Even as he spoke, I felt another pressure on the edge of sound begin to build in the air around us, and shoved my hands back against my ears. Rain whirled to face them, tossing me to the ground behind him as he turned and spread his arms wide. Whatever they sent at us met whatever Rain had countered with, and a muffled concussion passed through my body, like the blast of air a barrel bomb throws off at close quarters, followed by a terrific clap of thunder and a flash of arc-bright illumination that made me clamp my eyes shut and roll against the wall in abject terror.

“You are within shouting distance of The Lady’s seat!” Rain yelled above me. “End this madness, or bring her wrath upon yourselves and whoever sent you!”

“Do not speak to me of wrath, kera-bunuth!” snarled the second man.

“I am nothing of the kind, and it’s insane to think any arbiter would find me so!”

“No arbiter will need to!” the man shouted, twisting his arms together as he thrust them forward.

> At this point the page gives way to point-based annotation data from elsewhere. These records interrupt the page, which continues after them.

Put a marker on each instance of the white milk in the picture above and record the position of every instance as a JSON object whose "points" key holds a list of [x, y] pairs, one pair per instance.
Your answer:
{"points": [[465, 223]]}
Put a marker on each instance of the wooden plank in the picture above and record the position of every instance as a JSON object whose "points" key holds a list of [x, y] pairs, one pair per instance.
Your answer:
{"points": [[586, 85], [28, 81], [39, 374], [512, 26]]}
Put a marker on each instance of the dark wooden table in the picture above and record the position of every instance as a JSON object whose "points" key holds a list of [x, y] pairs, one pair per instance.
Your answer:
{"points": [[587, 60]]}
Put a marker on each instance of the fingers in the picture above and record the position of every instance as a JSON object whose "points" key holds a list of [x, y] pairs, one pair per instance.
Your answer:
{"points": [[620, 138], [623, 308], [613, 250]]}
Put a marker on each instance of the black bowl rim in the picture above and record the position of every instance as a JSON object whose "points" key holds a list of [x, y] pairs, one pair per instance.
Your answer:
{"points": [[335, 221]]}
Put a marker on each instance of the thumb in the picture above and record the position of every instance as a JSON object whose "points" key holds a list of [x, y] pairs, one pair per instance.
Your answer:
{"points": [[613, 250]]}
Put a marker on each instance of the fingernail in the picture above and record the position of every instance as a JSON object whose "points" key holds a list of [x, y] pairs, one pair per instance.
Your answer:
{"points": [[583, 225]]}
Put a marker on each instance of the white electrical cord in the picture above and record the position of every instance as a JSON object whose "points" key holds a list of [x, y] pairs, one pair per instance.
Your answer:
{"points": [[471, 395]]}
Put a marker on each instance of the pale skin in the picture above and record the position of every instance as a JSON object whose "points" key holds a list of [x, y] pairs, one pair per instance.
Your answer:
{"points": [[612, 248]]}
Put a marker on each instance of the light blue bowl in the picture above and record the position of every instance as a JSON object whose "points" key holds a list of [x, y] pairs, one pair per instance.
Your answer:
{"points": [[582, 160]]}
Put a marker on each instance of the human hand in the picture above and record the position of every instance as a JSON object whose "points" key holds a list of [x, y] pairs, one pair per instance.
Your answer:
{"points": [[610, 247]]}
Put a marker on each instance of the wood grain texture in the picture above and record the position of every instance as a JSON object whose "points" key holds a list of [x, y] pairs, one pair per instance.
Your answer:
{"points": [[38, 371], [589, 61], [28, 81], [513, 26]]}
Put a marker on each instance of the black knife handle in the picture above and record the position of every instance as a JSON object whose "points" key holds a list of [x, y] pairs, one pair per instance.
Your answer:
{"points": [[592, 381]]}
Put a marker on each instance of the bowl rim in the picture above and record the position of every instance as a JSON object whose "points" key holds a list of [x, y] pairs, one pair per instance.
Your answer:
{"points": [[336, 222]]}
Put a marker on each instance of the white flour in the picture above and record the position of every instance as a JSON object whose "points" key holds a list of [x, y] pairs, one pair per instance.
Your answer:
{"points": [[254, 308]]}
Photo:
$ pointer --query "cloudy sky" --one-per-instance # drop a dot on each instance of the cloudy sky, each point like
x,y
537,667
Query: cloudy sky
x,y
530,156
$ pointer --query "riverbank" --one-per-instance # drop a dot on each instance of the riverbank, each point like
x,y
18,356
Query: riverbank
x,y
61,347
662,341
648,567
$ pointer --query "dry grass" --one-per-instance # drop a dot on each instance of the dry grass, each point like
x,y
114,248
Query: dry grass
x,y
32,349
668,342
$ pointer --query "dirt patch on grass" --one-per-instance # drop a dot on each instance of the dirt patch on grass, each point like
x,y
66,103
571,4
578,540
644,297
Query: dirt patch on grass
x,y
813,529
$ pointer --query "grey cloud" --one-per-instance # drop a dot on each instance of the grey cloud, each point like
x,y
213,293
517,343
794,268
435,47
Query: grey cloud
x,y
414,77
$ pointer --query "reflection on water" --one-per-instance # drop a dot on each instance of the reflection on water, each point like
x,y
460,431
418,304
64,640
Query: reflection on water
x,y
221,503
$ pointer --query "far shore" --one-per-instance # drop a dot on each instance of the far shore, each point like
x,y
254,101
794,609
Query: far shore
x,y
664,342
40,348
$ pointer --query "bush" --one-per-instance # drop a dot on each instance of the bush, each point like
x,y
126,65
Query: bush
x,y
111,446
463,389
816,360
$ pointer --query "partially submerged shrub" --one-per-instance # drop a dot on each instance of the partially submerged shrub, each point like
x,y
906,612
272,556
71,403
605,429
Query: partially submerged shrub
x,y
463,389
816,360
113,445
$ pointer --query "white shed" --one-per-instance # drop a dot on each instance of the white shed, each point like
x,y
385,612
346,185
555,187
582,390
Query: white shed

“Fool!” Rain rasped, more to himself than to them, it seemed. He threw out an arm to slam the passage wall, and, to my horror, a boiling curtain of fire belched from it, filling the tunnel between ourselves and them. I yelled, rolling frantically away and stumbling to my feet to flee as Rain scooped me off the ground yet again like something no heavier than a sack of rice. He held me cradled in his arms as we fled, shielding my body with his own from the heat behind us.

Ahead of us, half a dozen people swarmed angrily out of a door I hadn’t noticed before, shouting incomprehensibly and running toward us. I closed my eyes and shoved my face against Rain’s chest, sure that we were finished now, but, to my surprise, Rain just ran through them unopposed, shouting, “Seal the seat! Seal the seat!” Then we plunged through the door they had just come through into yet another service conduit where Rain managed only five or six more steps before pitching forward onto the floor, losing his grasp on me as he fell, so that I hit the ground and tumbled to a stop several feet in front of where he lay.

People came rushing to his aid from several directions, reaching underneath his arms to hoist him up and help him stumble further down the hallway, all staring down at me in seeming astonishment as they did so.

“Take him—to The Lady,” Rain gasped, breathing like a landed fish. “Seal—the seat—and inform her—that we are—attacked.”